Dynamical evolution of magnetic field in the pre-equilibrium quark-gluon plasma

TL;DR

This paper develops a kinetic model to study how magnetic fields decay in the early, pre-equilibrium stage of quark-gluon plasma created in high-energy heavy-ion collisions, providing insights into magnetic field longevity.

Contribution

It introduces the first kinetic framework coupling Boltzmann and Maxwell equations to analyze magnetic field decay in early QGP stages.

Findings

Magnetic field decay follows a kinetic evolution before hydrodynamics dominates.

A magnetohydrodynamical description emerges at late times.

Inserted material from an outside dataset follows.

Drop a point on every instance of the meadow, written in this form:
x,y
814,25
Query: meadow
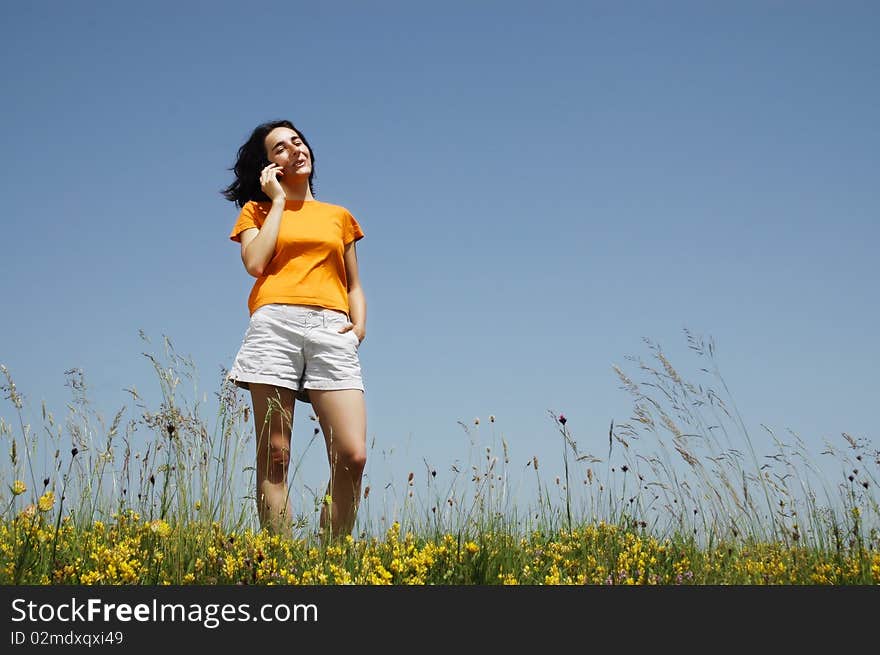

Estimated residual magnetic field strength at the start of hydrodynamics for RHIC and LHC.

Abstract

High-energy heavy-ion collisions generate extremely strong magnetic field which plays a key role in a number of novel quantum phenomena in quark-gluon plasma (QGP), such as the chiral magnetic effect (CME). However, due to the complexity in theoretical modellings of the coupled electromagnetic fields and the QGP system, especially in the pre-equilibrium stages, the lifetime of the magnetic field in the QGP medium remains undetermined. We establish, for the first time, a kinetic framework to study the dynamical decay of the magnetic field in the early stages of a weakly coupled QGP by solving the coupled Boltzmann and Maxwell equations. We find that at late times a magnetohydrodynamical description of the coupled system emerges. With respect to realistic collisions at RHIC and the LHC, we estimate the residual strength of the magnetic field in the QGP when the system start to evolve hydrodynamically.